Doesn’t say anything about Topol’s motivations, real or feigned.
That was rather long and tedious; my apologies. But the point is: Topol claims many times (and the article does, too) that Topol’s motivation was to do what is actually and visibly safe, and that the politically-motivated pressure was coming from the White House. Once again, of course he might have been lying, or he might have been motivated both by wanting the vaccines to be known to be safe and by wanting to deny Trump a political win. But, at least as far as this goes, it is simply not at all true that Topol said that his motivation was to deny Trump a political win. He said, over and over, that his motivation was to make sure the COVID-19 vaccines were known to be safe, despite (what he claimed to be) political pressure from the White House that put that at risk.

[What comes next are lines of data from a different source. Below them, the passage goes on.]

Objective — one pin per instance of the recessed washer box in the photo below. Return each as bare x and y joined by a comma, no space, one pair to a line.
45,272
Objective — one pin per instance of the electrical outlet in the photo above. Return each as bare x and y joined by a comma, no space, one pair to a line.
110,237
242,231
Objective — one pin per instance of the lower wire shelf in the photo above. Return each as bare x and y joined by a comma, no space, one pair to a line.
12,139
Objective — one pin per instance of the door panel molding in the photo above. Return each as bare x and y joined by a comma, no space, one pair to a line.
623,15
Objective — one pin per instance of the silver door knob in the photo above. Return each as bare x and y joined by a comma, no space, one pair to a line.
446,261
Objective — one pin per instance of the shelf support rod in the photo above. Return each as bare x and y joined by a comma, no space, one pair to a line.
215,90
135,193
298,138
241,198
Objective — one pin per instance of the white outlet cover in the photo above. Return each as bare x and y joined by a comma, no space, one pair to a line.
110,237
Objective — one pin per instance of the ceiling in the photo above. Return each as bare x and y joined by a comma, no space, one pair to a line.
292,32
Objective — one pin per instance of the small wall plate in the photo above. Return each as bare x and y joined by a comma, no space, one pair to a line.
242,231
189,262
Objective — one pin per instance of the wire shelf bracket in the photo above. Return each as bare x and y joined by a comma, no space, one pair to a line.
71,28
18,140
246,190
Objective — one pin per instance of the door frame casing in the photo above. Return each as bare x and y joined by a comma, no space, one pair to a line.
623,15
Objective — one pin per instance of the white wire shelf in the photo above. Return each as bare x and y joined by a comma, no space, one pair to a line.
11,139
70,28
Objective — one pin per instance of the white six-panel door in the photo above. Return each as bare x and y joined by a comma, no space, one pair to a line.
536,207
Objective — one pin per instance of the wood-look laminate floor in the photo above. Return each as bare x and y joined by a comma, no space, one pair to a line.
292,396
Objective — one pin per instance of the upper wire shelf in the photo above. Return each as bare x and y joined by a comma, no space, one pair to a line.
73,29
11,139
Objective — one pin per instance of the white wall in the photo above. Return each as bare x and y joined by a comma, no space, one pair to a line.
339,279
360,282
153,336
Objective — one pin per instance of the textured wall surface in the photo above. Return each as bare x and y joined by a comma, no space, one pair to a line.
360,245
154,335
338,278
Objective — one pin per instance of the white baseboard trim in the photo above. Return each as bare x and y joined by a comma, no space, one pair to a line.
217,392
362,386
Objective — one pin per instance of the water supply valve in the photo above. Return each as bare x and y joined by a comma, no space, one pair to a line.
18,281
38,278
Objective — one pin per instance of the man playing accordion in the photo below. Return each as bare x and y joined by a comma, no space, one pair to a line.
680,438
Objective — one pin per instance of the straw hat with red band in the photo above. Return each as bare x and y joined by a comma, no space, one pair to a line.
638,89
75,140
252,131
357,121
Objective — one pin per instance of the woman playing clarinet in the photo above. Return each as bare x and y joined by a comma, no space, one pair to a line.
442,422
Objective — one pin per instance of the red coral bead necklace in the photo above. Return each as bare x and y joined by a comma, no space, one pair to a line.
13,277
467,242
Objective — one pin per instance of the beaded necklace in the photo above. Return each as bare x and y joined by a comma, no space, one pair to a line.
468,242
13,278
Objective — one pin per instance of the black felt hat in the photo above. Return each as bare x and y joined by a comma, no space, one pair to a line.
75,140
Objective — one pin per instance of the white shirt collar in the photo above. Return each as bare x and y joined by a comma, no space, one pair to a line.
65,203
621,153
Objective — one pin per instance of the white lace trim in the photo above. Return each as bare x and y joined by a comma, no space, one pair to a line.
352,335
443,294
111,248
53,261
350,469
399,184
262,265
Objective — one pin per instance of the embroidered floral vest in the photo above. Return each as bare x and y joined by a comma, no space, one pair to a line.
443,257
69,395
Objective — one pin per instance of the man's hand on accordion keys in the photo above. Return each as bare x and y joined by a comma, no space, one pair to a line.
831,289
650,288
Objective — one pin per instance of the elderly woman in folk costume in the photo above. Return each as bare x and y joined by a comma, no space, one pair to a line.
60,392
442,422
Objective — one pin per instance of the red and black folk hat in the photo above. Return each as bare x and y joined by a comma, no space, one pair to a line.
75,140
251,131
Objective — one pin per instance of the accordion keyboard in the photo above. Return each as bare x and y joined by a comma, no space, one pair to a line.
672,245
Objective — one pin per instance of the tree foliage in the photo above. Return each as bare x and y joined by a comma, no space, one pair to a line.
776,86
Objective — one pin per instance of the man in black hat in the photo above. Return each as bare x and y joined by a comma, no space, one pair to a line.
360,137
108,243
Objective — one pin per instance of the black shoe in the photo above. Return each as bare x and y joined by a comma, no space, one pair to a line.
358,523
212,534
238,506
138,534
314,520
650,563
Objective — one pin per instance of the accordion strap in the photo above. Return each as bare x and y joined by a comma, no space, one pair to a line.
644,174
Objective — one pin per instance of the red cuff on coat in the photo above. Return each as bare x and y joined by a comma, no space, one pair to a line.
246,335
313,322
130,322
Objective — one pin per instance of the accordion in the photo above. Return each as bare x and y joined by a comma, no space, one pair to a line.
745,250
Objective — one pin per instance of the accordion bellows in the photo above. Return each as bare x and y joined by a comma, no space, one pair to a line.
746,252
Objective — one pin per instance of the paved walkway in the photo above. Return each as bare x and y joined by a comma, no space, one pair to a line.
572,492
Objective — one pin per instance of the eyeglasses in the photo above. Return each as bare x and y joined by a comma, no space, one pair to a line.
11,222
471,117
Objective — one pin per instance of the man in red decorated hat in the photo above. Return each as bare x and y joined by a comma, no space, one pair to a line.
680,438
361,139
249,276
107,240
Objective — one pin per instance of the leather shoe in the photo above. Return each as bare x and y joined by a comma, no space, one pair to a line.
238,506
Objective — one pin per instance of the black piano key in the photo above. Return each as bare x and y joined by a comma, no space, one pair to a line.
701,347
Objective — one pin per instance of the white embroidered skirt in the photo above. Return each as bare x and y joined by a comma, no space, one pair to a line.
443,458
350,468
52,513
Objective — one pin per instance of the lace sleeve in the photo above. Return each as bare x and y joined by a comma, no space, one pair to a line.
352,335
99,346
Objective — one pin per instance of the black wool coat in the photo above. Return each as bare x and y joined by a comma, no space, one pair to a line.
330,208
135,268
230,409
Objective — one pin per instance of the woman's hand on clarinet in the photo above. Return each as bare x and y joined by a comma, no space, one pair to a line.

(For what it’s worth, my guess is that Topol genuinely believed that being slower about getting the vaccines authorized was better on medical and public-confidence grounds. And given what we actually saw with public confidence in the vaccines’ safety it’s not at all clear he was wrong about that. My guess is that he also much preferred Donald Trump not to get a political win. I don’t know what influence that had on his actions but, again, since his main argument was “if we rush these out then the public might not trust their safety” and what actually happened after they were not-quite-so-rushed out was that big chunks of the public didn’t trust their safety and many explicitly said that that was because they were rushed out, it seems like “he would have done the same even if he’d had no political motive at all” is pretty plausible.)
I oversold my original statement due to having remembered a slightly more sensational version of events. Nonetheless I stand by my interpretation of the tweets; others can read them for themselves and make up their own minde.